Fearing SARS, US bans import of civet cats
Updated: 2004-01-14 11:20

The United States has imposed an immediate embargo on the import of civet cats because of suspicions that the mongoose-like animal has spread the SARS virus to humans in China.

Fearing SARS, US bans import of civet cats
civet cats

"This embargo will help us protect the American public and prevent introduction of SARS in the United States," Health and Human Services Secretary Tommy Thompson said Tuesday.

While scientists have not found unequivocal evidence that the small tree-dwelling mammal is responsible for transmitting Severe Acute Respiratory Syndrome to humans, they have found the SARS virus in civets and China has ordered the killing of thousands of the animals.

It wasn't clear how many civets, regarded as a delicacy in southern China, are imported into the United States so far.

Thompson said noninfectious civet products, such as taxidermied animals, and civets imported for educational or scientific purposes, would not be affected by the ban.

SARS emerged in Guangdong, southern China, in late 2002 and sickened more than 8,000 people worldwide before subsiding in June last year. The disease has killed nearly 800 people.

WHO Officials Interview SARS Suspects

World Health Organization (WHO) experts said in Guangzhou Tuesday that the 35-year-old suspected SARS patient was in "very good condition" and was likely to be discharged from hospital soon.

Fearing SARS, US bans import of civet cats
A WHO expert answers questions from reporters after visiting two SARS suspects in Guangzhou January 13, 2004. [Xinhua]

The joint mission of the WHO and the Chinese Health Ministry, investigating possible sources of SARS infection from animals, humans and the environment in Guangdong, visited the two SARS suspects Tuesday at the No. 8 People's Hospital in Guangzhou.

WHO experts said they had talks with the two SARS patients for over an hour and both of them "looked very well".

WHO epidemiologist Robert Breiman, who talked with the 35-year-old suspected SARS patient, said the patient seemed likely to be able to leave the hospital soon. "We asked him many questions and he answered them all clearly."

But Breiman said two preconditions should be met before the patient is discharged. "He should have a normal temperature for at least seven days and the shadow on his lung should completely disappear."

Visits to the two suspect SARS patients were originally not included in the joint mission's agenda in Guangdong. "When we arrived here on Jan. 8, we didn't know about the two suspect cases, so we plan to extend our stay here to Jan. 16 to complete extra investigations," said Roy Wadia, the WHO Guangdong team spokesman.

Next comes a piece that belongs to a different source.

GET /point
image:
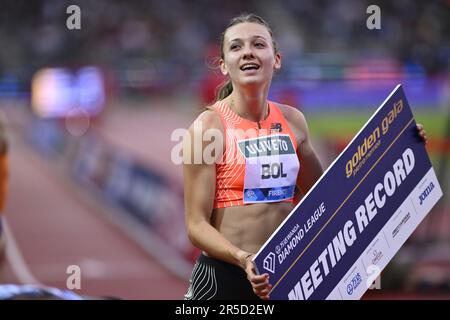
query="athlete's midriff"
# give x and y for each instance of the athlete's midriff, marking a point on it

Jeffrey Gilbert, a WHO expert in diseases transmitted by animals, told reporters that his team has already got relevant information on the two suspected SARS cases from the Health Ministry and the Guangdong provincial health bureau. "We believe the face-to-face communication with the two patients would help us better understand their situation and make a diagnosis," he said.

After talking with the patients, the experts went to the second suspected SARS patient's rented house and collected samples from the walls, floors and desks in the house.

The rented house of the 20-year-old waitress who was identified as a suspect SARS patient was located along a narrow alleyway in Guangzhou's urban district. Local people said houses in that area were not well maintained and mostly used as warehouses.

Meanwhile, WHO China office spokesman Bob Dietz said in Beijing that two laboratories in Hong Kong have been contacted and both are prepared to conduct further tests on samples from both suspects.

"The Chinese Ministry of Health requested samples from both suspected cases be referred to the international SARS laboratory reference network for further analysis," said Dietz. "When the tests are completed, the WHO will be informed directly of the results."

The joint mission of the WHO and the Health Ministry have visited the apartment of the first confirmed SARS case, the restaurant the 20-year-old waitress worked at and Guangzhou's biggest wildlife market, collecting samples from animals there.